Yayan menerangkan seni tradisi ini merupakan warisa budaya dari nenek moyang mereka sehingga mereka memiliki tanggungjawab untuk mengurus dan melestarikannya.

“Kewajiban kami untuk melestarikan tradisi ini agar tradisi ini terus berkembang dan terjaga,” ungkapnya.

Kampung Dukuh

Kampung Dukuh merupakan kampung adat terbesar di Desa Ciroyom, Kecamatan Cikelet, Kabupaten Garut. Kampung yang memiliki pola hidup sederhana ini hanya berjarak sekitar 100 km dari Kota Garut.
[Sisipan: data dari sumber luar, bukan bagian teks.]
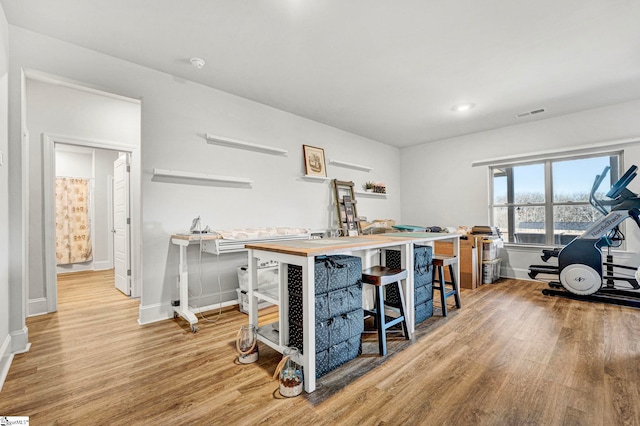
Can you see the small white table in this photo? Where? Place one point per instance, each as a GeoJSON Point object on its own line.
{"type": "Point", "coordinates": [183, 241]}
{"type": "Point", "coordinates": [303, 253]}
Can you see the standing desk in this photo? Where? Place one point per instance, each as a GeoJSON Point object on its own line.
{"type": "Point", "coordinates": [183, 241]}
{"type": "Point", "coordinates": [303, 253]}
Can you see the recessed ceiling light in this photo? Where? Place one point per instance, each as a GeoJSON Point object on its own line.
{"type": "Point", "coordinates": [463, 107]}
{"type": "Point", "coordinates": [197, 63]}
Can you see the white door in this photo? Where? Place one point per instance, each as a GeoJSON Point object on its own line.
{"type": "Point", "coordinates": [121, 221]}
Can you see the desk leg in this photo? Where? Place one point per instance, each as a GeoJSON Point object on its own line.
{"type": "Point", "coordinates": [406, 261]}
{"type": "Point", "coordinates": [183, 278]}
{"type": "Point", "coordinates": [253, 284]}
{"type": "Point", "coordinates": [309, 324]}
{"type": "Point", "coordinates": [456, 269]}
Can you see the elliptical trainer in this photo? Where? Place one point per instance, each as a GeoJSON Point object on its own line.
{"type": "Point", "coordinates": [580, 264]}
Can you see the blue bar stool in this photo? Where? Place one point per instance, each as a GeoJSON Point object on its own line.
{"type": "Point", "coordinates": [380, 276]}
{"type": "Point", "coordinates": [439, 262]}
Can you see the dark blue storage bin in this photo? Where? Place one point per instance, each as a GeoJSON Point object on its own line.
{"type": "Point", "coordinates": [337, 355]}
{"type": "Point", "coordinates": [331, 331]}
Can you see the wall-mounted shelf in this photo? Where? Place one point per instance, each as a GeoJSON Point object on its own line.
{"type": "Point", "coordinates": [350, 165]}
{"type": "Point", "coordinates": [315, 177]}
{"type": "Point", "coordinates": [234, 143]}
{"type": "Point", "coordinates": [371, 194]}
{"type": "Point", "coordinates": [200, 176]}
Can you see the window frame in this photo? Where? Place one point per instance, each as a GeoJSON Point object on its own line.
{"type": "Point", "coordinates": [549, 203]}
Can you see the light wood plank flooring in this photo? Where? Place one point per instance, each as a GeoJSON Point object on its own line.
{"type": "Point", "coordinates": [510, 356]}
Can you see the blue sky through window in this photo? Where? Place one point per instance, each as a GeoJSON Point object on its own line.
{"type": "Point", "coordinates": [570, 177]}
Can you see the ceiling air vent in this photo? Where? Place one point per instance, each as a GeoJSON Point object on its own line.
{"type": "Point", "coordinates": [532, 112]}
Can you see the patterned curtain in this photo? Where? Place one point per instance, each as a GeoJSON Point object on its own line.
{"type": "Point", "coordinates": [73, 242]}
Masyarakat Adat Kampung Dukuh sangat teguh memegang adat dan tradisi leluhurnya. Dalam keseharian,  Masyakarat Adat Dukuh hidup dari hasil bertani dan beternak.
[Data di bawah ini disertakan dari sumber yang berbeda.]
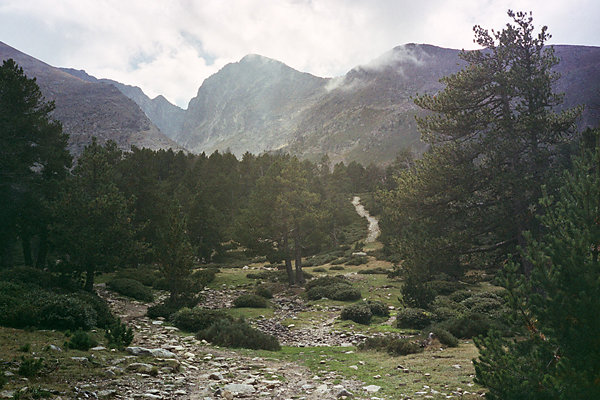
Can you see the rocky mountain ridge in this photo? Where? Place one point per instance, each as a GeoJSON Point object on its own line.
{"type": "Point", "coordinates": [260, 104]}
{"type": "Point", "coordinates": [88, 109]}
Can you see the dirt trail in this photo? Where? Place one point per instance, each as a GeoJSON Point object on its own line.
{"type": "Point", "coordinates": [374, 230]}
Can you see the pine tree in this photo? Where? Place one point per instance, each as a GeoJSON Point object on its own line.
{"type": "Point", "coordinates": [493, 142]}
{"type": "Point", "coordinates": [559, 357]}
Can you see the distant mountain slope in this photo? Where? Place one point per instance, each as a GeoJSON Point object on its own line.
{"type": "Point", "coordinates": [251, 105]}
{"type": "Point", "coordinates": [89, 109]}
{"type": "Point", "coordinates": [259, 104]}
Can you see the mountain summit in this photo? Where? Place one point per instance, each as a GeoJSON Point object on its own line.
{"type": "Point", "coordinates": [86, 108]}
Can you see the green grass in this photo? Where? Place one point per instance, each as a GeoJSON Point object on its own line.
{"type": "Point", "coordinates": [395, 383]}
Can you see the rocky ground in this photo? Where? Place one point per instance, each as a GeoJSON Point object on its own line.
{"type": "Point", "coordinates": [167, 364]}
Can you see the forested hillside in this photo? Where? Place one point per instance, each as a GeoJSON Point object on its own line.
{"type": "Point", "coordinates": [166, 274]}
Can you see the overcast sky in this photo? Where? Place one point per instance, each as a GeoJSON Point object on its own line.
{"type": "Point", "coordinates": [169, 47]}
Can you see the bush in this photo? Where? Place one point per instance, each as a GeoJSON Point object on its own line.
{"type": "Point", "coordinates": [119, 335]}
{"type": "Point", "coordinates": [357, 260]}
{"type": "Point", "coordinates": [327, 281]}
{"type": "Point", "coordinates": [66, 312]}
{"type": "Point", "coordinates": [460, 295]}
{"type": "Point", "coordinates": [393, 345]}
{"type": "Point", "coordinates": [238, 334]}
{"type": "Point", "coordinates": [469, 325]}
{"type": "Point", "coordinates": [374, 271]}
{"type": "Point", "coordinates": [344, 293]}
{"type": "Point", "coordinates": [30, 367]}
{"type": "Point", "coordinates": [263, 291]}
{"type": "Point", "coordinates": [145, 275]}
{"type": "Point", "coordinates": [414, 318]}
{"type": "Point", "coordinates": [416, 292]}
{"type": "Point", "coordinates": [131, 288]}
{"type": "Point", "coordinates": [443, 287]}
{"type": "Point", "coordinates": [378, 308]}
{"type": "Point", "coordinates": [403, 347]}
{"type": "Point", "coordinates": [104, 316]}
{"type": "Point", "coordinates": [80, 340]}
{"type": "Point", "coordinates": [196, 319]}
{"type": "Point", "coordinates": [250, 300]}
{"type": "Point", "coordinates": [445, 337]}
{"type": "Point", "coordinates": [202, 277]}
{"type": "Point", "coordinates": [359, 312]}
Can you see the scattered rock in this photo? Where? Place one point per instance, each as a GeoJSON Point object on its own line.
{"type": "Point", "coordinates": [372, 388]}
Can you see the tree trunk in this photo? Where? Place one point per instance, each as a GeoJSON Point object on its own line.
{"type": "Point", "coordinates": [288, 261]}
{"type": "Point", "coordinates": [26, 243]}
{"type": "Point", "coordinates": [89, 278]}
{"type": "Point", "coordinates": [298, 257]}
{"type": "Point", "coordinates": [42, 253]}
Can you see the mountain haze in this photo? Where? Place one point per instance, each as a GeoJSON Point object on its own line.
{"type": "Point", "coordinates": [259, 104]}
{"type": "Point", "coordinates": [88, 109]}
Kehidupan mereka melandaskan pada sebuah falsafah yang dikenal dengan nama Elmu Dukuh. Falsafah ini merupakan warisan yang diperoleh secara turun temurun dan hanya dikuasai oleh orang-orang tertentu.
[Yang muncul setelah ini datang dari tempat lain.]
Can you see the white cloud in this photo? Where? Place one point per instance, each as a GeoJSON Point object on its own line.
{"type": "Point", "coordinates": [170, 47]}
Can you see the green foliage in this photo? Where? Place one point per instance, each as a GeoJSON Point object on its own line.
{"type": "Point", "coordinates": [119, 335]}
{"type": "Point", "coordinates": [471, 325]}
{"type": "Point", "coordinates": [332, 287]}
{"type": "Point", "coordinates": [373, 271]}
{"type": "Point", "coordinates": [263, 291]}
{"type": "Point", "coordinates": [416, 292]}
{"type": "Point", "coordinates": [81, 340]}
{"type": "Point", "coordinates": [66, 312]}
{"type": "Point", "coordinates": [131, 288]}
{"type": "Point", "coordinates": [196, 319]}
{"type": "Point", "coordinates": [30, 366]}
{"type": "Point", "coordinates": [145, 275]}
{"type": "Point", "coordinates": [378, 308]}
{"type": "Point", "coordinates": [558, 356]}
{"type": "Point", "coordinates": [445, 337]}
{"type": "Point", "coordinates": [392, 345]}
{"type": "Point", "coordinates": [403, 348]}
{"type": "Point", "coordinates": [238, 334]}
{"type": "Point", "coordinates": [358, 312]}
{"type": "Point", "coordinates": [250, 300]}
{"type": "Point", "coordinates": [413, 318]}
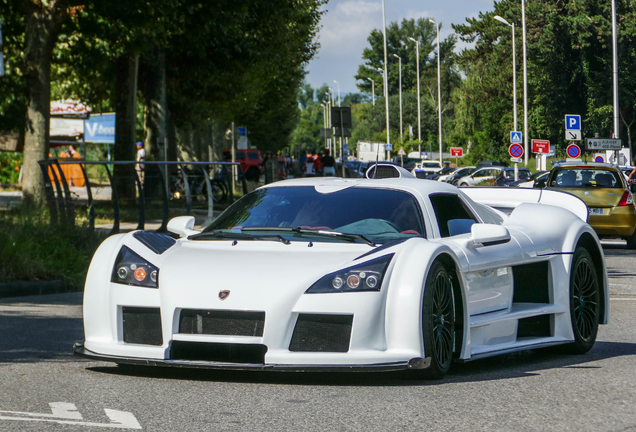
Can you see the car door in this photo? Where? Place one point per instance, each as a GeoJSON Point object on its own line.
{"type": "Point", "coordinates": [487, 270]}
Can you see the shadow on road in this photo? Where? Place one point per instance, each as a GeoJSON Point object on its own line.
{"type": "Point", "coordinates": [518, 365]}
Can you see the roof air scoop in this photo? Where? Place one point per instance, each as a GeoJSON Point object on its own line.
{"type": "Point", "coordinates": [387, 171]}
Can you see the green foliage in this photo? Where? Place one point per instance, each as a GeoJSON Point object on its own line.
{"type": "Point", "coordinates": [10, 164]}
{"type": "Point", "coordinates": [31, 249]}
Dalam falsafah Elmu Dukuh, termuat berbagai aturan yang mengatur Masyarakat Adat Dukuh harus bersikap terhadap apa yang boleh dan tidak boleh dilakukan dan apa yang boleh atau tidak boleh digunakan.

Ada beberapa aturan yang mengikat kehidupan Masyarakat Adat Kampung Dukuh, diantaranya :

dilarang selonjoran kaki ke arah makam yang dianggap keramat oleh mereka, dilarang berdua-duaan antara laki-laki dengan perempuan yang bukan muhrim, dilarang makan sambil berdiri, apalagi menggunakan tangan kiri.

Selain aturan tersebut, ada juga larangan khusus meliputi Pacaduan Kampung  yaitu larangan yang berhubungan dengan kampung, Pacaduan Makom  yaitu larangan yang berhubungan dengan makam, dan Pacaduan Leuweung  yaitu larangan yang berhubungan dengan hutan.

Larangan Kampung mengatur bentuk rumah dan isinya. Larangan Makam mengatur tata cara ziarah ke makam. Sementara, Larangan Hutan mengatur pemeliharaan dan pelestarian hutan.

***

Penulis adalah Jurnalis Masyarakat Adat dari Kampung Adat Dukuh, Garut.